Parti communiste de Belgique, étant source de frictions et de ruptures. Tôt implanté dans le pays, le surréalisme ne l’a jamais vraiment quitté, à travers une foison de revues et de tentatives de regroupement, souvent éphémères. Contrairement à Paris ou Prague, il n’a pas existé en Belgique d’aventure collective continue de longue durée mais un morcellement et une grande variabilité de l’expression. Il en résulte l’impossibilité de dresser un portrait exhaustif et cohérent de l’activité surréaliste en Belgique, pas plus qu’il n’est envisageable d’espérer fixer des limites claires et objectives christian Dotremont : 1922-1979 PDF ce qui, dans ce foisonnement inégal, relève ou non de l’aventure surréaliste.


Il s’agit simplement ici d’en donner un aperçu, aussi éclaté que son objet. Hormis les trois numéros de la revue Distance, en 1928, le groupe surréaliste bruxellois ne publie pas de revue propre. Malgré ces nombreuses collaborations, l’adhésion du groupe Correspondance au surréalisme n’est pas sans réserve. Les surréalistes bruxellois se distinguent aussi par l’intérêt qu’ils portent à la musique, art dédaigné par le groupe de Paris. Cet intérêt se marque entre autres par la présence du compositeur André Souris. Ce dernier sera exclu en 1936, pour avoir dirigé une messe des artistes. Après la guerre, Nougé et Magritte refusent de participer à la tentative de regroupement tentée par Achille Chavée, à cause de la présence de Christian Dotremont, auquel ils reprochent un article élogieux à l’égard de Jean Cocteau.

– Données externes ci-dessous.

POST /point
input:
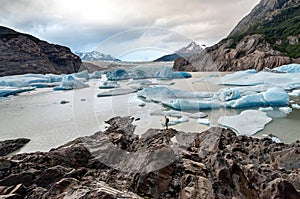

Le groupe de Bruxelles se retrouvera encore, presque complet, dans la revue La carte d’après nature, dirigée par Magritte. La rupture progressive de Magritte avec ses anciens amis, Nougé et Mariën, met fin à l’existence du groupe proprement dit, bien que chacun de ses membres continueront à intervenir dans diverses publications. Fondé par Achille Chavée, Albert Ludé, André Lorent et Marcel Parfondry, le groupe louviérois Rupture n’entend pas initialement intervenir sur le plan artistique et littéraire. Le 13 avril 1935, sous l’impulsion de Dumont et E. Il collabore ensuite avec le groupe de Bruxelles, cosignant le Bulletin international du surréalisme et l’exclusion d’André Souris. Fin octobre, avec l’aide de Mesens, le groupe organise à La Louvière une exposition internationale du surréalisme qui rencontre peu d’écho. Mais en 1936, Achille Chavée part pour l’Espagne, s’engageant dans les brigades internationales.

Son absence laisse le groupe à ses dissensions, entre « politiques » et « poètes », le rendant incapable de publier Mauvais temps 1936. Au retour de Chavée, ce sont d’autres dissensions, plus nettement politiques, qui minent le groupe: en Espagne, il a siégé aux côtés des communistes dans les tribunaux révolutionnaires, et il est accusé d’avoir ainsi participer à l’exécution des militants non staliniens, anarchistes et trotskistes notamment. André Breton leur demande d’adhérer à la F. Bruxelles, où René Magritte et Raoul Ubac publient la revue L’invention collective, qui n’aura que deux numéros, en février et avril 1940. Cette revue aura pour principaux collaborateurs E. Le poète et peintre Christian Dotremont a découvert le surréalisme durant la guerre et participé à la revue française La Main à plume.